Rogue Mistress, subtitled "An Epic Campaign Across the Multiverse", is a collection of adventures published by Chaosium in 1991 for use with either of the fantasy role-playing games Stormbringer or Hawkmoon, both based on the Elric of Melniboné stories of Michael Moorcock.

==Description==
Rogue Mistress is a campaign of nine chronologically-linked adventures in which the player characters travel to various planes that make up Michael Moorcock's "Million-Sphere Multiverse." Travel from sphere to sphere is accomplished on the pirate ship Rogue Mistress captained by Maria de tres Pistolas.

===Adventures===
The campaign consists of eight adventures that are played in sequence:
- "Dark Eyes, Cold Hearts": On the plane of Styyxx, the characters must find and deliver a prisoner to a demented witch, or die from the living demon hearts that have been implanted in them.
- "The Prisoner": On the plane of Ildaron, the characters must sneak into the palace of Queen Media in disguise.
- "The Rogue Mistress": The character board the sphere-travelling ship Rogue Mistress and are sent on a quest to find a piece of the Pirate of the Worlds.
- "Ghosts in the Machine": The missing piece is found in the wreck of another ship, but the characters must fight off "Energy Vampires".
- "The Web of Chaos": On the plane of Albyon, the characters search for an artifact, but are hurled through the spheres to The Sea of Whispers.
- "The Whispering Sea": Aided by the Eternal Champion, the characters must find and destroy the Scourge of Strashaa,
- "Dark of the Sun": On the high-tech plane of Uerth, the characters must choose between mutants and humans.
- "The Two Who Are One": The characters return to the plane of Styxxx in order to kill the demons whose hearts still beat within them.

==Publication history==
In 1977, Chaosium acquired the game license for Michael Moorcock's Eternal Champion stories, and released the boardgame Elric: Battle at the End of Time. Under the same license in 1981, Chaosium published the fantasy role-playing game Stormbringer, and by 1990, had published the fourth edition. The following year, Chaosium published the campaign Rogue Mistress, a 144-page softcover book created by Fred Behrendt, Lane Grate, Keith Herber, Michael Szymanski, and Lawrence Whitaker, with cover art and interior art by Alain Gassner, and cartography by Carol Triplett-Smith.

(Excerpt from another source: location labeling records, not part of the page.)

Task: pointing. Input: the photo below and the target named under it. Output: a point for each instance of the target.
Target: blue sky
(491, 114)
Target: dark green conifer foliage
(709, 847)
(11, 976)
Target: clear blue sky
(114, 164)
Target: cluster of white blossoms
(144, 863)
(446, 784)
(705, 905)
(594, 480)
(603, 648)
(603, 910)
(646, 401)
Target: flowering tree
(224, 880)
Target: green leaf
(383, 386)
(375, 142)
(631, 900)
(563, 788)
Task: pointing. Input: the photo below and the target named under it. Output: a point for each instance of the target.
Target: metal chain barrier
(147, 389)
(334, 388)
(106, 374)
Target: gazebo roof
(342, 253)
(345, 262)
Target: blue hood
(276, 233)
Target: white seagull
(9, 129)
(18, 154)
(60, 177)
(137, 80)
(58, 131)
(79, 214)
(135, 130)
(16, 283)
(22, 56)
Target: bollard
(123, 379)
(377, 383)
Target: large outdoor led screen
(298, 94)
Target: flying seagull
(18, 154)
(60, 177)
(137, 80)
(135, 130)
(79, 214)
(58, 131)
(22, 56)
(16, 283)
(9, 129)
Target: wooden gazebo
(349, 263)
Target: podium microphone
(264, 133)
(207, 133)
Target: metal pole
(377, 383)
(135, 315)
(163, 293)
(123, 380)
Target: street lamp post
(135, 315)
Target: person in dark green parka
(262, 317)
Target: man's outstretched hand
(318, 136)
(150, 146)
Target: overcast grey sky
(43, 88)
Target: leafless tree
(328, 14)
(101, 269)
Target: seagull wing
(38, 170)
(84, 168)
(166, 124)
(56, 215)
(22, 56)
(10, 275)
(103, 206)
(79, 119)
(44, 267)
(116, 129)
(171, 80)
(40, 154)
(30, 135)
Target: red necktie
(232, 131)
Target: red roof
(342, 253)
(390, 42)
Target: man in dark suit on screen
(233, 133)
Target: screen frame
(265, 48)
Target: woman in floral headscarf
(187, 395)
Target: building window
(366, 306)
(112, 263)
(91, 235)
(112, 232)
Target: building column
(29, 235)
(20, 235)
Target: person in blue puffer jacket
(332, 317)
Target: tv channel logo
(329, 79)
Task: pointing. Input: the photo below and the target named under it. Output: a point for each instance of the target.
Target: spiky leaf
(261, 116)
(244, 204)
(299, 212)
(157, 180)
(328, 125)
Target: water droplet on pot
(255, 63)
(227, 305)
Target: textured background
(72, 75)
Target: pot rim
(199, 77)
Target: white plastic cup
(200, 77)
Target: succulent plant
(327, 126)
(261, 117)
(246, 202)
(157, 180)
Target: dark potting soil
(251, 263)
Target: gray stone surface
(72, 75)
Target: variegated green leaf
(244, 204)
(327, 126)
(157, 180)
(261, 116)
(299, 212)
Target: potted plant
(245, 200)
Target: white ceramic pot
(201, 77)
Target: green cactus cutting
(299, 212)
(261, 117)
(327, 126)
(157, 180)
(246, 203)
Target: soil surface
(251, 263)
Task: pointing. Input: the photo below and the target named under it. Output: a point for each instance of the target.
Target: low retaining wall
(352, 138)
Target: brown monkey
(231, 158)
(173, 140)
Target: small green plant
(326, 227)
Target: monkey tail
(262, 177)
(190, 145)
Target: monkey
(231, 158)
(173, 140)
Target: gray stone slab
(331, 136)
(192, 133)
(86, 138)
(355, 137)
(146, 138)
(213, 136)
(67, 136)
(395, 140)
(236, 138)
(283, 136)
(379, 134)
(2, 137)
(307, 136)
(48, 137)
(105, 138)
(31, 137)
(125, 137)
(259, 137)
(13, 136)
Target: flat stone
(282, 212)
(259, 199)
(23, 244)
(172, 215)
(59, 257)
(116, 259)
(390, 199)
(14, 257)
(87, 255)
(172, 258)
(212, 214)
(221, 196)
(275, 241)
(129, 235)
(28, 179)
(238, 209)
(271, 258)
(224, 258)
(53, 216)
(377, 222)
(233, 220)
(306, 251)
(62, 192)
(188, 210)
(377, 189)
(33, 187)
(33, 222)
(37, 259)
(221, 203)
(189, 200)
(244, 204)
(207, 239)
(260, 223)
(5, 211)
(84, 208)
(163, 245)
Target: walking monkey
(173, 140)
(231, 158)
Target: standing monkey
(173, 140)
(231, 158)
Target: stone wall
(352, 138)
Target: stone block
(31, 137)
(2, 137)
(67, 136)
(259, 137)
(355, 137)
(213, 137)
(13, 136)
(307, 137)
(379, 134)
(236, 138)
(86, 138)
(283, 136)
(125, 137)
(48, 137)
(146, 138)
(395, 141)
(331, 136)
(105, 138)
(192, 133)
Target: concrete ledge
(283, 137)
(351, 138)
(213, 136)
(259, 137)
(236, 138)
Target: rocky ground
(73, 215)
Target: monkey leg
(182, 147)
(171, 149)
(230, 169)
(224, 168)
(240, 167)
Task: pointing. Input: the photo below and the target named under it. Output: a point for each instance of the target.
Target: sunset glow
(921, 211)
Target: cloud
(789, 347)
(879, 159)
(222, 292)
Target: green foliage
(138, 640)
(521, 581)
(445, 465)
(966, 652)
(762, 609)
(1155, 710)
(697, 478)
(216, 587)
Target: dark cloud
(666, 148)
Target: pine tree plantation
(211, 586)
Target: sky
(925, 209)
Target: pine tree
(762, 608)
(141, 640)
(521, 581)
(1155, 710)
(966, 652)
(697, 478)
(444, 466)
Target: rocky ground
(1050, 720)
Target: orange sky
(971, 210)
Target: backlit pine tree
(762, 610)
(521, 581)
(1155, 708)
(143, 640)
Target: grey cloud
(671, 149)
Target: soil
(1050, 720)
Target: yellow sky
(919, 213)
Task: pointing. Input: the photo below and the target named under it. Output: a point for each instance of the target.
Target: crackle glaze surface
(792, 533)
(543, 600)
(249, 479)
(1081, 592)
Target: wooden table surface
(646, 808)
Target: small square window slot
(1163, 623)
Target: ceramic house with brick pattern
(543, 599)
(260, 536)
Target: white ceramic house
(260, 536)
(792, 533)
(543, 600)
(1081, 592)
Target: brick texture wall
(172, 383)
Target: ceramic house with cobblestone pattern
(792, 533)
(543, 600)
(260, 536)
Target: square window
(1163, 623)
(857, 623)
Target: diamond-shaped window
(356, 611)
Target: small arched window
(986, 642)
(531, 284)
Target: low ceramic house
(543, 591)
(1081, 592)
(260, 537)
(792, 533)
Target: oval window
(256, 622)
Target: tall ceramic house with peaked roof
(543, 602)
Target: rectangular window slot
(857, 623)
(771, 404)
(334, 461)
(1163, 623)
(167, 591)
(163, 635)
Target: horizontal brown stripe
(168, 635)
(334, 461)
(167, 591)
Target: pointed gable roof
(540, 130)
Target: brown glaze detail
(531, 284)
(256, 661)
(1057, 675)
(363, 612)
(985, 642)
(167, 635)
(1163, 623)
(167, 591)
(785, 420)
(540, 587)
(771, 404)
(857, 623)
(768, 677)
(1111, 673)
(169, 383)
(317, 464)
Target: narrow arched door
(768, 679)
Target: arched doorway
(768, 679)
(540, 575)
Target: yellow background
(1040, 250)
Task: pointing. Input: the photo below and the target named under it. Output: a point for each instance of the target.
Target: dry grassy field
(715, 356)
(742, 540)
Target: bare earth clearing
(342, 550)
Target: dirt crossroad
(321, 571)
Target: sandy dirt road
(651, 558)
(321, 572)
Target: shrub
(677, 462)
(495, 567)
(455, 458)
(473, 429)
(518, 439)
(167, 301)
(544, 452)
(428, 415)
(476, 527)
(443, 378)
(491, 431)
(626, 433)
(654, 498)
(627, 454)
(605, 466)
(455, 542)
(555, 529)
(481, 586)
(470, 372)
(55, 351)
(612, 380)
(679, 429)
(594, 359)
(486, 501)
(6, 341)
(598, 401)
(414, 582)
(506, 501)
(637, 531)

In his 2014 book Designers & Dragons, game historian Shannon Appelcline noted that after the fourth edition of Stormbringer was published, "the best books to date for the line were produced first by Keith Herber, then by Mark Morrison. They consisted of thick, well-written books of background, such as Sorcerers of Pan Tang (1991) and colourful adventures, such as Rogue Mistress (1991)."

==Reception==
In Issue 27 of White Wolf (June/July 1991), Matthew Gabbert noted that this campaign "dramatically captures the flavor and diversity of the Million Spheres." Gabbert was "extremely impressed" by this campaign, and thought it would be "sure to keep the adventurers on their toes. The plotting is suspenseful and imaginative." Gabbert did point out that "the pace tends to rush the characters along, with little chance to explore these brave new worlds." Gabbert concluded by giving this book a rating of 4 out of 5, saying, "While the price may seem a bit on the high side for an adventure, be assured that Rogue Mistress is 144 pages of long-lasting, high-quality roleplaying. The maps, NPC descriptions, and player handouts are first-rate; the layout is clear and concise; and the illustrations are excellent. So if you've got a party of tough guys who think they've seen all there is to see in the Young Kingdoms, book them a cruise on the coolest ship ever to sail the Seas of Fate."